11 de dezembro de 2016

Montanhistas da saúde

Nem todo romantismo adolescente se baseia em inverdades. Deve-se olhar com compaixão ao garoto que à oportunidade de convalescença prefere arraigar-se nos seus sofridos porém conhecidos pesadelos. Não é que ignore o que sofre ou deseje a dor que sente; tampouco se esquiva de admitir-se doente. É que das profundezas de fato nascem alguns belos versos e resplandecem certos brilhos (que sob luz mais forte não medrariam). Também os olhos e os músculos da face acostumam-se ao franzir constante mas delicado que a meia-luz obriga — há sabedoria nessa testa! há agudez nessas pupilas!. Mesmo que se ressinta (isto é: que se apaixone pelo seu sofrer), nenhum tolo nega sua potência, pois tudo o que vive --- tem potência ------- e mais ainda o que sobrevive! O medo do romântico tem sua razão de ser. Os prazeres de que fala, ele os sentiu sim, não lhos neguemos. Consertemo-lhe apenas a falsa crença de que a luz elimina o que se podia ver na escuridão. Não só nossas cavernas nos farão companhia por toda a vida, mas lembremos que temos pálpebras — o órgão do descanso e o órgão da humildade: para os humanos, ver é sempre uma escolha. O ar daqui de cima te fará bem, meu caro, e eu prometo que o que aí embaixo te inspirou se encontra não em volta de ti, mas no teu interior; não o perderás, porque está sempre contigo. Aqui em cima, o único risco que corres é o de tornar-te quem és.

De tempos em tempos

A alegria arrebata.

9 de dezembro de 2016

Para os torcicolos da alma

O contrário de rigidez é carinho.

23 de novembro de 2016

Brevidade na desrazão

Um pequeno jejum — como uma pequena loucura — nunca fez mal a um pensador. O risco que os religiosos correm é o de tomar asco da comida, isto é, de acreditarem em seu jejum.

Receita para ser filósofo

2. Caminhar.

Bobeira

Escrever sobre os acertos é um luxo. A maioria dos escritores só escreve quando erra.

Por onde voa Dionísio

Escrevemos bêbados o que deveríamos ter feito sóbrios.

Sem explicitações

Nada mais desnecessário do que conectar duas orações cujas bocas já se beijam. É importante que as frases respirem, para que transem.

22 de novembro de 2016

Pontes de palavras

Chega-se a lugares novos por meio de saltos. Para que esses lugares não se tornem ilhas de solidão, é sábio construir pontes. Elas permitem que retrilhemos os nossos caminhos — mesmo os mais difíceis! — ainda que estejamos cansados. Fica também muito mais fácil compartilhá-los. Meus textos são o melhor mapa de mim.

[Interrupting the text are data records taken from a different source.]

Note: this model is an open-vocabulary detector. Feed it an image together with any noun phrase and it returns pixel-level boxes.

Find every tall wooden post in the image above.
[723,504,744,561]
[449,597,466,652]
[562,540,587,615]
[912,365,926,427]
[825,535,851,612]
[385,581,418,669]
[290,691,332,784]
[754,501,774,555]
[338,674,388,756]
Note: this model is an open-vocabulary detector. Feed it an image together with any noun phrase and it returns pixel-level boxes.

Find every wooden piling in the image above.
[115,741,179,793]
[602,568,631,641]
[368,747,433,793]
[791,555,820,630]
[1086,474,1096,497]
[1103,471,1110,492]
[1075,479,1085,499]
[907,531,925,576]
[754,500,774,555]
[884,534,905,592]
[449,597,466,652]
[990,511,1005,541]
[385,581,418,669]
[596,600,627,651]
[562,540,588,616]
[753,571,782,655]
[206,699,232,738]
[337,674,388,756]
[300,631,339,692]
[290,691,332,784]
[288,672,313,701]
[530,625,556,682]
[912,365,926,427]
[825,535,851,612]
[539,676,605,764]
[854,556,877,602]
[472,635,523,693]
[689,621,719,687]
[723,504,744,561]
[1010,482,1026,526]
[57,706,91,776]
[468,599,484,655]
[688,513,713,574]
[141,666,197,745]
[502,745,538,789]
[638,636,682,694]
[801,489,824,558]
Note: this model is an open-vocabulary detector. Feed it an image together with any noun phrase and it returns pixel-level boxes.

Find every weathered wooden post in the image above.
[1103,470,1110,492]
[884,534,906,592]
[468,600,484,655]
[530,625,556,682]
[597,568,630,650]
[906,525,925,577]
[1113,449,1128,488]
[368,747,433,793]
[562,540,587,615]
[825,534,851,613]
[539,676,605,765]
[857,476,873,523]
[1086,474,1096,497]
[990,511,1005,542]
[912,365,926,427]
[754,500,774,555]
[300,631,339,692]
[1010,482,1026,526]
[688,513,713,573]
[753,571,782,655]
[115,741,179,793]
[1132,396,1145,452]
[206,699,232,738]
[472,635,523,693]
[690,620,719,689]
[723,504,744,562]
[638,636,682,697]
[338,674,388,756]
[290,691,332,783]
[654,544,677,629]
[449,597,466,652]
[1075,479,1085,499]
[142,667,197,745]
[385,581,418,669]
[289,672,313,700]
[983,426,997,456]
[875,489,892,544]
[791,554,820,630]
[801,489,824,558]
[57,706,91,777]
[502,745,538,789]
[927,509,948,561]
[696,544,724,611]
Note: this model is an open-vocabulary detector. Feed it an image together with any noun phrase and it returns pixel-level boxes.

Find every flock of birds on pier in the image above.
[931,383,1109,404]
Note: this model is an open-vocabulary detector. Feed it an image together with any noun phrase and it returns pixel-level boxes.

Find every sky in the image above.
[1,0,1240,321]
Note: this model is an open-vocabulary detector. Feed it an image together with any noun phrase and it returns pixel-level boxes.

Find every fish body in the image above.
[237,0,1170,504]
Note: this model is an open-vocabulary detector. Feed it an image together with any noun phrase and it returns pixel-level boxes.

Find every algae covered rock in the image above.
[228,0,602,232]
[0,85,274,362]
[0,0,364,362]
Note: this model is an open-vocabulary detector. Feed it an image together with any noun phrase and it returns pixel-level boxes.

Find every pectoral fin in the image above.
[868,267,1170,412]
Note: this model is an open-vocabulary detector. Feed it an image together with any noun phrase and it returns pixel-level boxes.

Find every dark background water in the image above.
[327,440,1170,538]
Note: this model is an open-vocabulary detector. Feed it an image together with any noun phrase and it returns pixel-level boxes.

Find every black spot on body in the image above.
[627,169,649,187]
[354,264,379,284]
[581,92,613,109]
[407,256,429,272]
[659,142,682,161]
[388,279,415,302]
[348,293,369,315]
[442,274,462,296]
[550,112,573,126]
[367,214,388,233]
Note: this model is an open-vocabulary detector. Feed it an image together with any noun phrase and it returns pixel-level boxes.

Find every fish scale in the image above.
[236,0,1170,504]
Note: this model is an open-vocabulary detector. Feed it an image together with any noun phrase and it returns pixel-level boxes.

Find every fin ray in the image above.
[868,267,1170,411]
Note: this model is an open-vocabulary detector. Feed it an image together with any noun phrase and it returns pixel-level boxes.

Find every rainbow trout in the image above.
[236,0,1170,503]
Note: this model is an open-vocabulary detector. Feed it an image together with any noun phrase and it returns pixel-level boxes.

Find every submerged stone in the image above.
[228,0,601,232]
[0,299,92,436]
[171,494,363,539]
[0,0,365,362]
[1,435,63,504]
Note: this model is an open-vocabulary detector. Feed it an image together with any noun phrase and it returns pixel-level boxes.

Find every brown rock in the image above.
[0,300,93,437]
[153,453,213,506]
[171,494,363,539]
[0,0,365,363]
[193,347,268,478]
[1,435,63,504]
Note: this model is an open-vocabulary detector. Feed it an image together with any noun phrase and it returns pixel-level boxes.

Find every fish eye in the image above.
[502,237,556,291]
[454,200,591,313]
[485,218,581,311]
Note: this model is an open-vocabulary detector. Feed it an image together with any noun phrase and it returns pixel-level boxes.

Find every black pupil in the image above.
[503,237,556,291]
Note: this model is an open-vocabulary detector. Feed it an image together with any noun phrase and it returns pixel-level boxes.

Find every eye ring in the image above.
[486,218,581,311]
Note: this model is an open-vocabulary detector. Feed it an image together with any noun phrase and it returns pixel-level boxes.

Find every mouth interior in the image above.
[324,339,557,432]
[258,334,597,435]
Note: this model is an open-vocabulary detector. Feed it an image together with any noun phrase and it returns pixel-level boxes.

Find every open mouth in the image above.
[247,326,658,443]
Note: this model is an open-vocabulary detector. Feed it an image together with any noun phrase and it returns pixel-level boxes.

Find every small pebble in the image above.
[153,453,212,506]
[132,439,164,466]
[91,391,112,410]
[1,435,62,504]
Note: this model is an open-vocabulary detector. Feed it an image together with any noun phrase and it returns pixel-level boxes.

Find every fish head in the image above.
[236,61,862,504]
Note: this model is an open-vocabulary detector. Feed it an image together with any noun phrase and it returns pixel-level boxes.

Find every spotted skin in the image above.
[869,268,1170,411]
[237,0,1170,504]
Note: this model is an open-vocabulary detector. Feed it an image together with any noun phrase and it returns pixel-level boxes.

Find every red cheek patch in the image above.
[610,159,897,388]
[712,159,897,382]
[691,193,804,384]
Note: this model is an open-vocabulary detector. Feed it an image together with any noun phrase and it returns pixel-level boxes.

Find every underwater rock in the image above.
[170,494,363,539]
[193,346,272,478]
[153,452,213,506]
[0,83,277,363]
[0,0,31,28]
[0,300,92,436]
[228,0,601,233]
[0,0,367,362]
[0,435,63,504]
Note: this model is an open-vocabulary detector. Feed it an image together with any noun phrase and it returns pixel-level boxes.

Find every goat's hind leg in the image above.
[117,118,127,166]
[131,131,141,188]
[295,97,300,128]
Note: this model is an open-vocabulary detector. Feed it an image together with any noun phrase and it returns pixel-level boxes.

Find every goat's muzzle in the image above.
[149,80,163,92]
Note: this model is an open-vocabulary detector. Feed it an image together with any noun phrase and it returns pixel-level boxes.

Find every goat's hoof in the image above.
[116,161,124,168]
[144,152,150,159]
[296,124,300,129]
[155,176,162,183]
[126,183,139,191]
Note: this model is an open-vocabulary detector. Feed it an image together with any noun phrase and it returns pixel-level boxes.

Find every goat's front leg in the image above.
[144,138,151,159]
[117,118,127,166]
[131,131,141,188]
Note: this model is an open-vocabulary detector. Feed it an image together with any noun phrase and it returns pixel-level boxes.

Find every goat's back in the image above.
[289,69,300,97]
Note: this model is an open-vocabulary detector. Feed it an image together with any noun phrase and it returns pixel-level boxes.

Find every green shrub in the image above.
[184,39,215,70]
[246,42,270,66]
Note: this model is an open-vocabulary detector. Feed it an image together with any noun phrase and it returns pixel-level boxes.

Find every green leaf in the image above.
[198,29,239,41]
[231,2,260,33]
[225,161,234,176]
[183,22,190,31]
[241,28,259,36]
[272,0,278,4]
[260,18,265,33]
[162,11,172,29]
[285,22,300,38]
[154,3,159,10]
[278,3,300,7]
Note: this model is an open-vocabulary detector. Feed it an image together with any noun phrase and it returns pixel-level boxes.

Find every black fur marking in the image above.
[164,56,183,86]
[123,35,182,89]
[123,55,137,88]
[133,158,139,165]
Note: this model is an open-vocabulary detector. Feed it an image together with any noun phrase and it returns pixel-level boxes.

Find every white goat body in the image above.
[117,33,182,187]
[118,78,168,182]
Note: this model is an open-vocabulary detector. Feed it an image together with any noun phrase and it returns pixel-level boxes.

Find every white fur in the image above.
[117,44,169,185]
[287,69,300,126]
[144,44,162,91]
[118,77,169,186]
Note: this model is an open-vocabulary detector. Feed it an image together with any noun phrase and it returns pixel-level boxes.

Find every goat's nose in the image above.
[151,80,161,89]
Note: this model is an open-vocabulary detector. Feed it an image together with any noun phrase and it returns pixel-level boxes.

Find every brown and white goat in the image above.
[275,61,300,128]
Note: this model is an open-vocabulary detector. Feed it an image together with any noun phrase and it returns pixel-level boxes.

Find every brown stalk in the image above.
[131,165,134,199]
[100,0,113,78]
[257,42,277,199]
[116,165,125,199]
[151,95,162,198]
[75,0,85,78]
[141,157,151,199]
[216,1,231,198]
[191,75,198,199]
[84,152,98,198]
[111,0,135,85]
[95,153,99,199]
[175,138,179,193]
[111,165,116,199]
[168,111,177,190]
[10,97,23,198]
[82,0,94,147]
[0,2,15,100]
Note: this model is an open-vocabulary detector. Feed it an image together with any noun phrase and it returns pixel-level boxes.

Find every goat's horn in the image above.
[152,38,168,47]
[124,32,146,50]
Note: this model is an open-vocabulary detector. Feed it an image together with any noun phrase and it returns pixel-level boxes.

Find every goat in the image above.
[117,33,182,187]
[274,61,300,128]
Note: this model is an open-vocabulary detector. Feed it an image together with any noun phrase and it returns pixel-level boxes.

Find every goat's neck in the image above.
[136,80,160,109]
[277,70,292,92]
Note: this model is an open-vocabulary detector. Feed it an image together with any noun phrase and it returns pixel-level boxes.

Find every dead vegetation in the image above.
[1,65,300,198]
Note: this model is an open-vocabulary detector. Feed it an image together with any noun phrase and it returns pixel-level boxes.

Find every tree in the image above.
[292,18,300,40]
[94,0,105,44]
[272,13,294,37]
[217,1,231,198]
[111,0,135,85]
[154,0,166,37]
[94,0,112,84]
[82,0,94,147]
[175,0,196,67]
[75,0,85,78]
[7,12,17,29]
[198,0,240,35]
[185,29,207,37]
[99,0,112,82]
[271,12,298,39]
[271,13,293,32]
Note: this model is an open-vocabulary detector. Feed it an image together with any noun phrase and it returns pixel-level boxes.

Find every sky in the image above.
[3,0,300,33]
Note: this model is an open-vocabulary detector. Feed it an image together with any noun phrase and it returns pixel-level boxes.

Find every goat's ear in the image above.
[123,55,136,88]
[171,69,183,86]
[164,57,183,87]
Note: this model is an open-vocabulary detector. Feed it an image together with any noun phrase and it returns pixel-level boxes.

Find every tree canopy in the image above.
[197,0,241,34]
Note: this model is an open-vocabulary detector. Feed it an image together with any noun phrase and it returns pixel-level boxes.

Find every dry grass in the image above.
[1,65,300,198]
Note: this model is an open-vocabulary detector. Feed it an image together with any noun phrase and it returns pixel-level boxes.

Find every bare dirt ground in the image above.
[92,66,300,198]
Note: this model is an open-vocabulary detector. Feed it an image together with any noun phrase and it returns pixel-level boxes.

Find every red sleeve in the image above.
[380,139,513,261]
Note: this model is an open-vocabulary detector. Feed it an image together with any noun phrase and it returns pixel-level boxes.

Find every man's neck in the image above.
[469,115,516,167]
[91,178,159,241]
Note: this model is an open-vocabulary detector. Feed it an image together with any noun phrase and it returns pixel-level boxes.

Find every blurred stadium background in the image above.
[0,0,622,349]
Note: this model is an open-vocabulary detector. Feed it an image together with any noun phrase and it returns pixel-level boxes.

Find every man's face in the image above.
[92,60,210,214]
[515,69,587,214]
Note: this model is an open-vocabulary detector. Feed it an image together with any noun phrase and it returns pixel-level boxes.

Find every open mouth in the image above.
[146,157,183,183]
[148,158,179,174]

Para que nossos futuros nos herdem melhor

A escrita de si para si é uma auto-educação à distância. Nenhuma contradição aqui: de nós mesmos somos com frequência os mais distantes.

Paradoxo da pequenez

Nem toda convalescença é sinal de saúde.

As vítimas do silêncio

Alguns silêncios não se quebram nem sob tortura; isso é sabedoria popular. Difícil é saber quem é o torturado.

10 de outubro de 2016

O poeta alter-erótico

Pelos outros apenas na superfície: todos os túneis levam ao ego.

3 de outubro de 2016

Entrar e sair

Ao amor precede-se um mergulho e sucede-se um vômito.

Bem-aventurada simplificação

A saúde poética é feita de dois verbos: chacoalhar-se e rir-se.

Consolo para os que se sentem improdutivos

Mesmo o poeta que escreveu cinco mil poesias precisou de cinco mil dias para vivê-las — antes que as pudesse escrever.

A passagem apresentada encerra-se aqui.